In celebration of Black History Month, Melissa Sweet and I will be adding art images, quotes, and anecdotes from and about the life and art of West Chester artist Horace Pippin, the subject of our picture book A Splash of Red.
Today, I begin with his first oil painting, The End of War, Starting Home, which took him three years to complete. The painting is part of the permanent exhibit at the Philadelphia Museum of Art, one of several art museums whose curators and staff gave us immense support and unfettered access to Pippin’s original art as we did our copious research. If you’ve been following our posts here and on the book’s site, you know that Pippin volunteered to fight in WWI and was a member of the legendary 369th NY regiment known as the “Hellfighters,” because they saw some of the longest and worst fighting in the Great War.
Shot in the right shoulder by a German sniper one day as he tried to climb out of a mud-soaked trench, he nearly bled to death before help arrived and he was taken to an Army hospital. There, a French surgeon inserted a steel plate in his shoulder and when he finally recovered (the men brought in on stretchers on either side of him did not), he was sent home to the U.S. with an almost useless right arm.
Through his brother in New Jersey, Horace met Jennie Ora Fetherstone Wade, a petite, twice-widowed woman with a young son. Horace proposed, Jennie accepted, and the little family moved back to West Chester, PA, where Horace had been born and where Jennie also had relatives. Horace received a small pension from the Army, and Jennie ran a laundry business, so they made enough to live comfortably, but by no means extravagantly, in their home on West Gay Street.
Because of his injury, Horace could not find work, but he umpired baseball games, became active in the VFW, and helped Jennie deliver laundry. Still, in the quiet moments, and especially at night, memories of what he heard, saw, and experienced in the trenches of war came rushing back. What could he DO with those memories? His childhood love of drawing seemed a thing of the past now that he could barely lift his right arm.

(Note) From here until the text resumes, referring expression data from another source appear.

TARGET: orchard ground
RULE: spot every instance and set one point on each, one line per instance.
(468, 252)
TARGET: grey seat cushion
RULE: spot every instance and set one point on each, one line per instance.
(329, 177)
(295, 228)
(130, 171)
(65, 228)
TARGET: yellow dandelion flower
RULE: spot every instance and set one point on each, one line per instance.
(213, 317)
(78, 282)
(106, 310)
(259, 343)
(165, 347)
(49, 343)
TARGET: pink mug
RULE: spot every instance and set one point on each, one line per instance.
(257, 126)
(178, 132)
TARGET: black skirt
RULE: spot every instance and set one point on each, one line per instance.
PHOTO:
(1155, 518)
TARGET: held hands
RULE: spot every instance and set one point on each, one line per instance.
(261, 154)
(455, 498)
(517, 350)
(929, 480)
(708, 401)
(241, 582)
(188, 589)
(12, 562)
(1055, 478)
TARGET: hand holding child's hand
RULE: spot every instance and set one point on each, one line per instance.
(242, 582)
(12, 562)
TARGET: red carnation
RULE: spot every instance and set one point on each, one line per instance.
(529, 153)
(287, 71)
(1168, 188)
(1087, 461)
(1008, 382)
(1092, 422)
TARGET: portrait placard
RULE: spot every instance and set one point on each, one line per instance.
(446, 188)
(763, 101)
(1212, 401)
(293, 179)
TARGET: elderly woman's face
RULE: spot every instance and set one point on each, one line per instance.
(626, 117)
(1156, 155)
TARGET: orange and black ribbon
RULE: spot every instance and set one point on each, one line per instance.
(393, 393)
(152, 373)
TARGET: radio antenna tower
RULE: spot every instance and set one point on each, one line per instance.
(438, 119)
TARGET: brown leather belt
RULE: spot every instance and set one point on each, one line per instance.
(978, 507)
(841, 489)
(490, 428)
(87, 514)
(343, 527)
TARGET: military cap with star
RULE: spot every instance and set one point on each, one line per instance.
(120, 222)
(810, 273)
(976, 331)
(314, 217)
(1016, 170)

One night, he used his good left hand to lift his stiff right arm and picked up the hot poker from beside the fire. An extra wooden leaf from the kitchen table became his canvas, and he began etching a scene (Bear Hunt I, pictured here) into the table leaf. Some weight inside him was suddenly lifted. He finished the scene and began another one, using pieces of scrap wood he found in the alleys. “It brought me back to my old self,” he later said about the art he made in his post-war days.
In 1930, he started his first real oil painting. Seated at his hand-made easel in the front room of his home, Pippin worked for many hours at a time, his right wrist cradled in his left hand, painstakingly building up the layers of paint—then making helmets, grenades, and other artifacts of war to place on the wooden frame. He finished almost three years later, in 1933. In its description of this work, PMA notes the helplessness and terror of the men in the picture, which contrast starkly with “… the vast scale of mechanized modern warfare … the images of crashing, burning planes and multiple bombings along the distant horizon.”